15 Year Fixed Refinance Mortgage Rates

Interest rates on mortgages are about as low as they have ever been. Because of today’s low rates, many people are now trying to refinance their mortgage into a new loan, which could save them hundreds of dollars per month. While most people try to save money by refinancing into the low rate 30-year mortgage, most people could save even more money on interest by refinancing into a 15-year mortgage. While rates on these shorter mortgages are lower, banks only offer the lowest rates to the customers with the best credit profile. To get the best rate on a 15-year mortgage, there are several underwriting guidelines that a borrower must meet.

Good Credit History

The first way to get the lowest 15 year fixed refinance mortgage rates is to have an excellent credit history. During the mortgage underwriting process, a mortgage lender will pull your credit report and score. Your credit report displays your history of how often you made your previous loan payments on time and how well you have used credit.

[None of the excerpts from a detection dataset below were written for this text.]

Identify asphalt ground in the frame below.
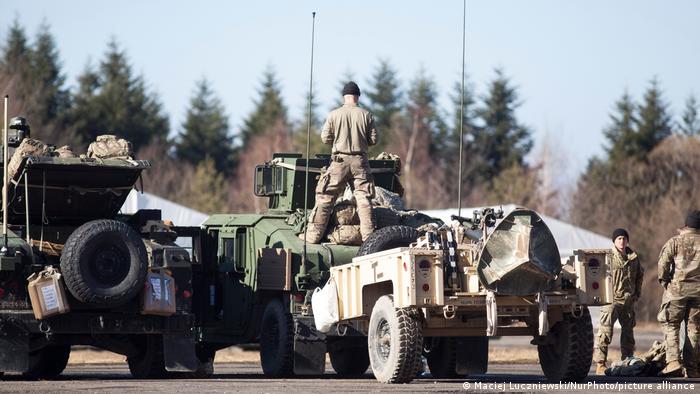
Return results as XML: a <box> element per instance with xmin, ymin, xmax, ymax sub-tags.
<box><xmin>0</xmin><ymin>363</ymin><xmax>700</xmax><ymax>394</ymax></box>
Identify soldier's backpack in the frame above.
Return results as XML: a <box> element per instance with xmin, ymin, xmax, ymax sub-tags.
<box><xmin>87</xmin><ymin>134</ymin><xmax>134</xmax><ymax>159</ymax></box>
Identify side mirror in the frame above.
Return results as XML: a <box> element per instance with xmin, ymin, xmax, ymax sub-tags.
<box><xmin>253</xmin><ymin>165</ymin><xmax>284</xmax><ymax>197</ymax></box>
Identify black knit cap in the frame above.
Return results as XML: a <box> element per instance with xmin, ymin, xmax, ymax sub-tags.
<box><xmin>685</xmin><ymin>210</ymin><xmax>700</xmax><ymax>228</ymax></box>
<box><xmin>613</xmin><ymin>228</ymin><xmax>630</xmax><ymax>242</ymax></box>
<box><xmin>343</xmin><ymin>81</ymin><xmax>360</xmax><ymax>96</ymax></box>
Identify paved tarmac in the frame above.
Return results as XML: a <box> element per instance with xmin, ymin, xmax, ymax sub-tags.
<box><xmin>0</xmin><ymin>363</ymin><xmax>700</xmax><ymax>394</ymax></box>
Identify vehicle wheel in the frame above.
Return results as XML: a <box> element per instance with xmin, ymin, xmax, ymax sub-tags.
<box><xmin>260</xmin><ymin>299</ymin><xmax>294</xmax><ymax>378</ymax></box>
<box><xmin>424</xmin><ymin>337</ymin><xmax>459</xmax><ymax>379</ymax></box>
<box><xmin>328</xmin><ymin>338</ymin><xmax>369</xmax><ymax>376</ymax></box>
<box><xmin>126</xmin><ymin>335</ymin><xmax>166</xmax><ymax>379</ymax></box>
<box><xmin>367</xmin><ymin>295</ymin><xmax>423</xmax><ymax>383</ymax></box>
<box><xmin>537</xmin><ymin>307</ymin><xmax>593</xmax><ymax>382</ymax></box>
<box><xmin>357</xmin><ymin>226</ymin><xmax>420</xmax><ymax>256</ymax></box>
<box><xmin>23</xmin><ymin>345</ymin><xmax>70</xmax><ymax>379</ymax></box>
<box><xmin>61</xmin><ymin>220</ymin><xmax>148</xmax><ymax>307</ymax></box>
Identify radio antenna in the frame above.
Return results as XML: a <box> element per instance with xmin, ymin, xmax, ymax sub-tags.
<box><xmin>457</xmin><ymin>0</ymin><xmax>467</xmax><ymax>216</ymax></box>
<box><xmin>299</xmin><ymin>11</ymin><xmax>316</xmax><ymax>277</ymax></box>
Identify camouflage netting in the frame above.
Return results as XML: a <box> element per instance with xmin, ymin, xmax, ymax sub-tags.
<box><xmin>7</xmin><ymin>134</ymin><xmax>134</xmax><ymax>178</ymax></box>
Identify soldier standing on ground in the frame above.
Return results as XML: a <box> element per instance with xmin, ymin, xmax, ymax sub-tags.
<box><xmin>658</xmin><ymin>211</ymin><xmax>700</xmax><ymax>377</ymax></box>
<box><xmin>593</xmin><ymin>228</ymin><xmax>644</xmax><ymax>375</ymax></box>
<box><xmin>300</xmin><ymin>81</ymin><xmax>377</xmax><ymax>243</ymax></box>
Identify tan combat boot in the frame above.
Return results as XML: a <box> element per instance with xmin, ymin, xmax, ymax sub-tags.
<box><xmin>595</xmin><ymin>362</ymin><xmax>608</xmax><ymax>376</ymax></box>
<box><xmin>659</xmin><ymin>360</ymin><xmax>683</xmax><ymax>378</ymax></box>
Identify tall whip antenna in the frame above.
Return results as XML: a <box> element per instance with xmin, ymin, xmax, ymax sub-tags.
<box><xmin>457</xmin><ymin>0</ymin><xmax>467</xmax><ymax>216</ymax></box>
<box><xmin>299</xmin><ymin>12</ymin><xmax>316</xmax><ymax>276</ymax></box>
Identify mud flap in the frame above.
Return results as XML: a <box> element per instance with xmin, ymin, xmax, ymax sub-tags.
<box><xmin>163</xmin><ymin>334</ymin><xmax>197</xmax><ymax>372</ymax></box>
<box><xmin>0</xmin><ymin>335</ymin><xmax>29</xmax><ymax>372</ymax></box>
<box><xmin>294</xmin><ymin>316</ymin><xmax>326</xmax><ymax>375</ymax></box>
<box><xmin>456</xmin><ymin>337</ymin><xmax>489</xmax><ymax>375</ymax></box>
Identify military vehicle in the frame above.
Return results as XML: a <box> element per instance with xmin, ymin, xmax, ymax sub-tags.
<box><xmin>175</xmin><ymin>153</ymin><xmax>408</xmax><ymax>377</ymax></box>
<box><xmin>0</xmin><ymin>116</ymin><xmax>198</xmax><ymax>378</ymax></box>
<box><xmin>331</xmin><ymin>208</ymin><xmax>612</xmax><ymax>383</ymax></box>
<box><xmin>175</xmin><ymin>154</ymin><xmax>606</xmax><ymax>382</ymax></box>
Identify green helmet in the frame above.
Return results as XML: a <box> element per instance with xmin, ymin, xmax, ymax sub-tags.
<box><xmin>7</xmin><ymin>116</ymin><xmax>31</xmax><ymax>148</ymax></box>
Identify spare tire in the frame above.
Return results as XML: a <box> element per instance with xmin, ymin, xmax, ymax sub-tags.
<box><xmin>357</xmin><ymin>226</ymin><xmax>420</xmax><ymax>256</ymax></box>
<box><xmin>61</xmin><ymin>220</ymin><xmax>148</xmax><ymax>307</ymax></box>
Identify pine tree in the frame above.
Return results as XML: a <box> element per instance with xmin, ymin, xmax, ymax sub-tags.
<box><xmin>240</xmin><ymin>67</ymin><xmax>288</xmax><ymax>149</ymax></box>
<box><xmin>0</xmin><ymin>19</ymin><xmax>30</xmax><ymax>75</ymax></box>
<box><xmin>443</xmin><ymin>81</ymin><xmax>477</xmax><ymax>205</ymax></box>
<box><xmin>603</xmin><ymin>91</ymin><xmax>639</xmax><ymax>163</ymax></box>
<box><xmin>183</xmin><ymin>158</ymin><xmax>228</xmax><ymax>214</ymax></box>
<box><xmin>679</xmin><ymin>94</ymin><xmax>700</xmax><ymax>135</ymax></box>
<box><xmin>634</xmin><ymin>78</ymin><xmax>671</xmax><ymax>158</ymax></box>
<box><xmin>400</xmin><ymin>69</ymin><xmax>447</xmax><ymax>208</ymax></box>
<box><xmin>71</xmin><ymin>41</ymin><xmax>169</xmax><ymax>150</ymax></box>
<box><xmin>175</xmin><ymin>79</ymin><xmax>233</xmax><ymax>174</ymax></box>
<box><xmin>474</xmin><ymin>69</ymin><xmax>532</xmax><ymax>182</ymax></box>
<box><xmin>363</xmin><ymin>59</ymin><xmax>402</xmax><ymax>152</ymax></box>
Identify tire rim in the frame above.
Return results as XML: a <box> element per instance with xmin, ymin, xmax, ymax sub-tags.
<box><xmin>89</xmin><ymin>243</ymin><xmax>131</xmax><ymax>286</ymax></box>
<box><xmin>375</xmin><ymin>319</ymin><xmax>391</xmax><ymax>360</ymax></box>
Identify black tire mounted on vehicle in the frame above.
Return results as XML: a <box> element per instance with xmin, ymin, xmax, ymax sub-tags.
<box><xmin>537</xmin><ymin>307</ymin><xmax>593</xmax><ymax>382</ymax></box>
<box><xmin>61</xmin><ymin>220</ymin><xmax>148</xmax><ymax>307</ymax></box>
<box><xmin>356</xmin><ymin>226</ymin><xmax>422</xmax><ymax>383</ymax></box>
<box><xmin>367</xmin><ymin>295</ymin><xmax>423</xmax><ymax>383</ymax></box>
<box><xmin>23</xmin><ymin>345</ymin><xmax>70</xmax><ymax>379</ymax></box>
<box><xmin>260</xmin><ymin>299</ymin><xmax>294</xmax><ymax>378</ymax></box>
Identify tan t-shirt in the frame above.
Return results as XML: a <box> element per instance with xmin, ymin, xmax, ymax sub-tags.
<box><xmin>321</xmin><ymin>104</ymin><xmax>377</xmax><ymax>154</ymax></box>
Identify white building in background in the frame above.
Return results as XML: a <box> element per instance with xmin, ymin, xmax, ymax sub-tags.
<box><xmin>421</xmin><ymin>204</ymin><xmax>612</xmax><ymax>257</ymax></box>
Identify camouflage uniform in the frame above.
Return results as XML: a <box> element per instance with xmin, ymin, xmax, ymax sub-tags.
<box><xmin>593</xmin><ymin>247</ymin><xmax>644</xmax><ymax>364</ymax></box>
<box><xmin>658</xmin><ymin>228</ymin><xmax>700</xmax><ymax>372</ymax></box>
<box><xmin>306</xmin><ymin>104</ymin><xmax>377</xmax><ymax>243</ymax></box>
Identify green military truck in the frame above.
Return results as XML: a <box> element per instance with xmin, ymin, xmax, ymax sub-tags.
<box><xmin>175</xmin><ymin>154</ymin><xmax>410</xmax><ymax>377</ymax></box>
<box><xmin>0</xmin><ymin>124</ymin><xmax>198</xmax><ymax>379</ymax></box>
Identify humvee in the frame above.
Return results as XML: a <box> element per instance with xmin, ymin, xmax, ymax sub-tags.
<box><xmin>0</xmin><ymin>130</ymin><xmax>199</xmax><ymax>379</ymax></box>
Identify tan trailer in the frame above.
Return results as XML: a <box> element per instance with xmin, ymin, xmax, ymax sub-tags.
<box><xmin>331</xmin><ymin>209</ymin><xmax>612</xmax><ymax>383</ymax></box>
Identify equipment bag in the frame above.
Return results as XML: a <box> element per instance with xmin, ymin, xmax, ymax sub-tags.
<box><xmin>311</xmin><ymin>278</ymin><xmax>338</xmax><ymax>333</ymax></box>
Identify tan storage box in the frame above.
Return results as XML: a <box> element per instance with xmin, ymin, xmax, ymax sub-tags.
<box><xmin>141</xmin><ymin>269</ymin><xmax>176</xmax><ymax>316</ymax></box>
<box><xmin>27</xmin><ymin>265</ymin><xmax>70</xmax><ymax>320</ymax></box>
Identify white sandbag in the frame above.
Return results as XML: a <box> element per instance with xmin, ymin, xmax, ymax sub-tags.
<box><xmin>311</xmin><ymin>278</ymin><xmax>338</xmax><ymax>333</ymax></box>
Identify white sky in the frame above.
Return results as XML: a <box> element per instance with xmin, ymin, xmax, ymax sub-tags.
<box><xmin>0</xmin><ymin>0</ymin><xmax>700</xmax><ymax>181</ymax></box>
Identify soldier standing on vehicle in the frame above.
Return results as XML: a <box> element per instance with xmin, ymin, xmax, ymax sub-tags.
<box><xmin>301</xmin><ymin>81</ymin><xmax>377</xmax><ymax>243</ymax></box>
<box><xmin>658</xmin><ymin>211</ymin><xmax>700</xmax><ymax>377</ymax></box>
<box><xmin>593</xmin><ymin>228</ymin><xmax>644</xmax><ymax>375</ymax></box>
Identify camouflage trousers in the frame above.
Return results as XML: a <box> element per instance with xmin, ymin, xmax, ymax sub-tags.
<box><xmin>306</xmin><ymin>153</ymin><xmax>374</xmax><ymax>243</ymax></box>
<box><xmin>593</xmin><ymin>302</ymin><xmax>636</xmax><ymax>363</ymax></box>
<box><xmin>657</xmin><ymin>294</ymin><xmax>700</xmax><ymax>371</ymax></box>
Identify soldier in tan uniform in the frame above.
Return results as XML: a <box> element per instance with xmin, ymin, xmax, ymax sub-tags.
<box><xmin>658</xmin><ymin>211</ymin><xmax>700</xmax><ymax>377</ymax></box>
<box><xmin>302</xmin><ymin>81</ymin><xmax>377</xmax><ymax>243</ymax></box>
<box><xmin>593</xmin><ymin>228</ymin><xmax>644</xmax><ymax>375</ymax></box>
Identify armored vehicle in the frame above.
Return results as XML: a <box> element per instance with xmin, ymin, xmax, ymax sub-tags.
<box><xmin>175</xmin><ymin>154</ymin><xmax>609</xmax><ymax>382</ymax></box>
<box><xmin>329</xmin><ymin>208</ymin><xmax>612</xmax><ymax>383</ymax></box>
<box><xmin>0</xmin><ymin>127</ymin><xmax>197</xmax><ymax>378</ymax></box>
<box><xmin>175</xmin><ymin>154</ymin><xmax>410</xmax><ymax>376</ymax></box>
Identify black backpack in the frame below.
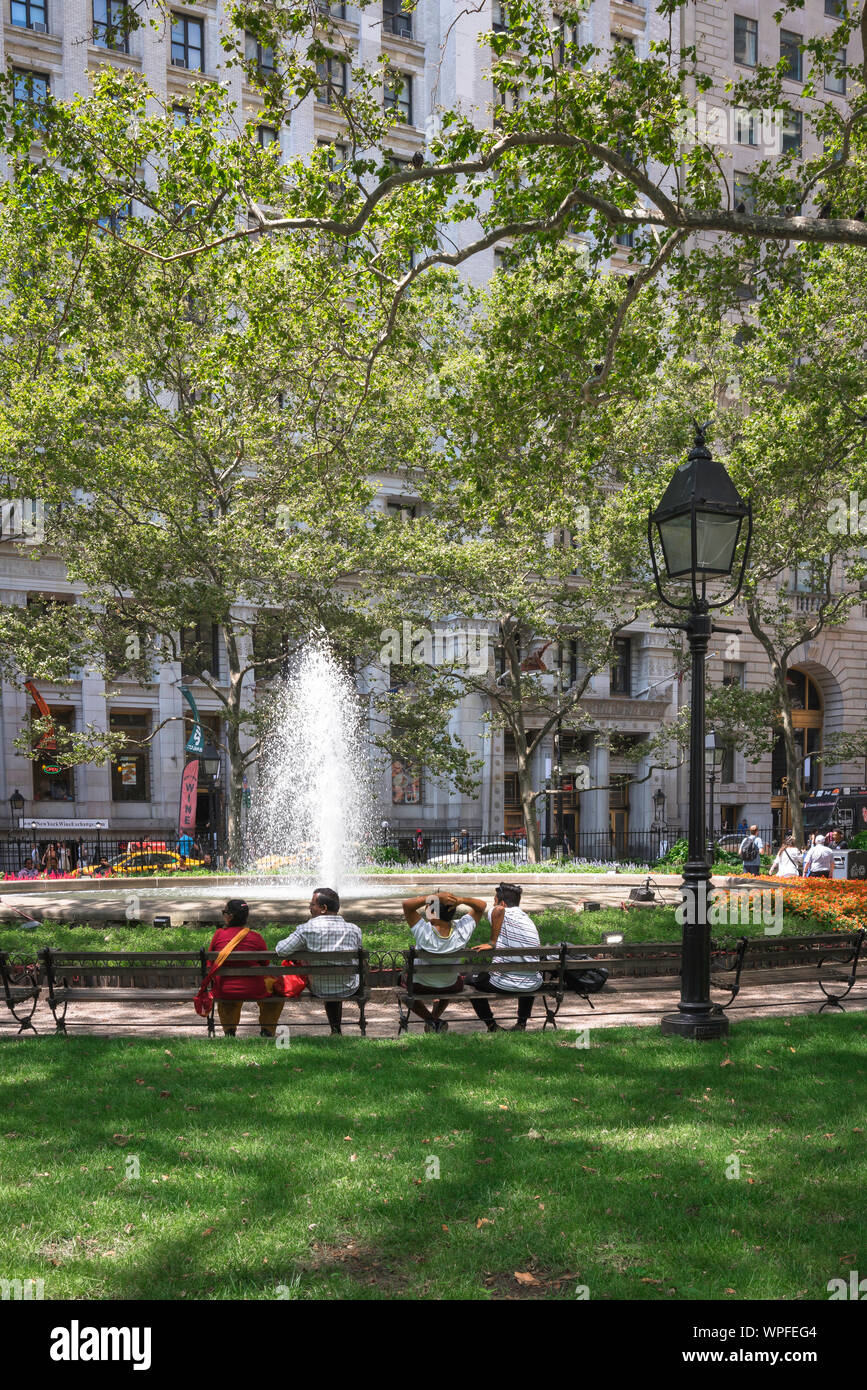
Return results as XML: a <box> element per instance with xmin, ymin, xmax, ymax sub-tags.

To qualify for a new mortgage loan, most borrowers will need a credit score of at least 700. However, to qualify for the lowest 15 year fixed refinance mortgage rates, you will probably need a score of at least 740.

Sizable Down Payment

The second way to get the best 15 yr loan rates would be to put forth a sizable down payment or equity contribution. In years past, many lenders provided mortgages to borrowers with as little as 0% down. Due to declining home values, and a high rate of mortgage defaults, lending to borrowers with 0% down has caused the bank to lose money on a transaction when the borrower defaults on the loan. To protect themselves, most banks require a borrower to have at least a 10% down payment and to get the best rate, they will normally need a 20% down payment.

Pay More Closing Costs

The third way to get today’s best 15 year fixed refinance rates would be to pay more closing costs. When you get a new mortgage, most borrowers have to pay closing costs, which could include title fees, underwriting fees, and various bank fees. While these fees can be expensive already, some borrowers could benefit by purchasing mortgage points at closing. This closing cost is beneficial to a borrower because each point paid will be used to buy down the interest rate, which could save a borrower thousands of dollars over the course of the loan.